Stop Funding Heat, a campaign group that aims to counter online climate denial and misinformation, says the social media giant is directly spreading climate denial on their advertising platforms.

"Facebook is taking money in many occasions for content that is out and about climate denial." Sean Buchan, a researcher for Stop Funding Heat told The Cube, Euronews' social media newsdesk.

"This is how their entire business model works, they take money from advertisers to put in between what we call organic posts on the platform."

The group's 40-page study claims that there is no mention of climate misinformation in any of Facebook’s public policies and that existing policies are ineffective.

Facebook told Euronews that its Climate Science Information Center includes information from leading organisations that reaches 100,000 people per day.
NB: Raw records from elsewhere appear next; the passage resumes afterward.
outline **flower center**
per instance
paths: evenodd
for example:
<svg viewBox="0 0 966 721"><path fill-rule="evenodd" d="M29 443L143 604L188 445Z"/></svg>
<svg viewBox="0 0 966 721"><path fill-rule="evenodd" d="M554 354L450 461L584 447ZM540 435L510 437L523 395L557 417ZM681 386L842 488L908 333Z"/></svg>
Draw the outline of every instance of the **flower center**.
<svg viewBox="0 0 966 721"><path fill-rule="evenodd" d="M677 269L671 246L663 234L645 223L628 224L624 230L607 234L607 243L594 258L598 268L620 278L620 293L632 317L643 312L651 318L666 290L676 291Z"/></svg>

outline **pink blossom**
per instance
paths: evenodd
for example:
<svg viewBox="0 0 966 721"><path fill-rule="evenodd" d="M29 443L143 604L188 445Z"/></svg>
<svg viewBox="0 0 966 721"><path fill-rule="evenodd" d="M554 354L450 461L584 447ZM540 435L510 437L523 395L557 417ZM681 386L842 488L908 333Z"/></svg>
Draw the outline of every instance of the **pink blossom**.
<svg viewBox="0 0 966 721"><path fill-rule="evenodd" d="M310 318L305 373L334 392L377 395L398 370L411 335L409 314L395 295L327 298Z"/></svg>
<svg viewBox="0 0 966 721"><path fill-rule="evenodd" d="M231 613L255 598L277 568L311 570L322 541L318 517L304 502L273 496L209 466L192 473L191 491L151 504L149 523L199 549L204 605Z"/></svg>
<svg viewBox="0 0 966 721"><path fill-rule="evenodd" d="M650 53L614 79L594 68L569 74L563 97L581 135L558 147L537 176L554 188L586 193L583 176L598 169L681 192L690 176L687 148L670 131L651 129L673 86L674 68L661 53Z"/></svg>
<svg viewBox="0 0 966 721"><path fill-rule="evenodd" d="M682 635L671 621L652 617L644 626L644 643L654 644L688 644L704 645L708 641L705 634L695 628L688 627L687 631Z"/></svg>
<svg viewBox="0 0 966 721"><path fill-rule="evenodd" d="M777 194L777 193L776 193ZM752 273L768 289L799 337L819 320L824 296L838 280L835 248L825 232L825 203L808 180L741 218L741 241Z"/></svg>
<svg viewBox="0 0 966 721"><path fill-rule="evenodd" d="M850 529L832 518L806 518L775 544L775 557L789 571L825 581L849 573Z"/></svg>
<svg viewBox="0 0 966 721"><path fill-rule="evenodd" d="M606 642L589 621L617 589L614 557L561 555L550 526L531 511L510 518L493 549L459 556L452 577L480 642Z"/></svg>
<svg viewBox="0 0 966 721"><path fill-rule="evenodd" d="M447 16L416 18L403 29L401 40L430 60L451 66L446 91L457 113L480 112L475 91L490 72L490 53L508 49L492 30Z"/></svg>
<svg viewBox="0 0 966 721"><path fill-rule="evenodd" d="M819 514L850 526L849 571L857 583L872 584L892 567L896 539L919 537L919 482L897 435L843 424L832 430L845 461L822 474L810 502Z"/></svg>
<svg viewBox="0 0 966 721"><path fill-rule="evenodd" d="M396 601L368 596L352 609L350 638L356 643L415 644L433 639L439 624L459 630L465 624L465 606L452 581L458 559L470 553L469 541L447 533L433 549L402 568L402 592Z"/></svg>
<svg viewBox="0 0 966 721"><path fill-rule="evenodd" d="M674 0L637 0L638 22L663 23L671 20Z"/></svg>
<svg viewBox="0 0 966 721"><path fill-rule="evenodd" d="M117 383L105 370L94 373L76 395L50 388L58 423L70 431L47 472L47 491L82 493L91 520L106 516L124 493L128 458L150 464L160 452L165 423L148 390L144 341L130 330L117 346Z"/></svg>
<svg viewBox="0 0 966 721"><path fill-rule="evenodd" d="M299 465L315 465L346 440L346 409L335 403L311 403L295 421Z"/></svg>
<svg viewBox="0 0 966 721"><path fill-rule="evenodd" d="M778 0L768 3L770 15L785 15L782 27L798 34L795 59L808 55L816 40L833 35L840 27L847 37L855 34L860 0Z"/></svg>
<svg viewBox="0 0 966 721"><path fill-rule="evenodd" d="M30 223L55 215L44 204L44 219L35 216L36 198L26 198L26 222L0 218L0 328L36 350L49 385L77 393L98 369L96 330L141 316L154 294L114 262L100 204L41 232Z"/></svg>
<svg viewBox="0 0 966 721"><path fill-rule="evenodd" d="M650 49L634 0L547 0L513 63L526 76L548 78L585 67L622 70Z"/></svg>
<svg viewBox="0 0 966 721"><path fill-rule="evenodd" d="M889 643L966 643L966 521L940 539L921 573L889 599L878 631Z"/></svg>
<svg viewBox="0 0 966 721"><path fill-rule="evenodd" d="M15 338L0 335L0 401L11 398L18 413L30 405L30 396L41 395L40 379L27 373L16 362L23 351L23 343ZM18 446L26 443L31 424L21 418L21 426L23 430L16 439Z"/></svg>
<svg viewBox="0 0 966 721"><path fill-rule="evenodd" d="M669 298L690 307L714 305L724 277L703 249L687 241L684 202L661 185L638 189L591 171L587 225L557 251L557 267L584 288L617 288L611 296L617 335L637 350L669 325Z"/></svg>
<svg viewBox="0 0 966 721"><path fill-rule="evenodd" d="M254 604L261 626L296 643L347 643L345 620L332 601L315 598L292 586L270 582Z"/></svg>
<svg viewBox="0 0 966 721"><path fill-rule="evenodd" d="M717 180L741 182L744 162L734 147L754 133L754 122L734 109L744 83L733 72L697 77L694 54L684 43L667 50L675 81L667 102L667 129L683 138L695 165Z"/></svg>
The company also employs third-party fact-checkers to review and rate content.

"When they [third party fact-checkers] rate this content as false, we add a warning label and reduce its distribution so fewer people see it. We also take action against Pages, Groups, and accounts that continue to share false claims about climate science,” a Facebook spokesperson said.

But Stop Funding Heat said that the Climate Science Information Center does not go far enough.

"It does not really follow the climate communication science as it should. It says you need to inoculate people to myths that you see but the Information Center doesn't really connect people to the myth they saw and then inoculate against that," Buchan said.

"Our recommendations for Facebook are number one, stop taking money for climate denial on its platform as soon as possible. Number two, update its community and advertising guidelines standards to include climate change misinformation."

"We would also like Facebook to be more open with the extent of climate change misinformation on their platform...and how much is being stopped."

2021 is set to be the most challenging year yet for climate change misinformation according to Stop Funding Heat.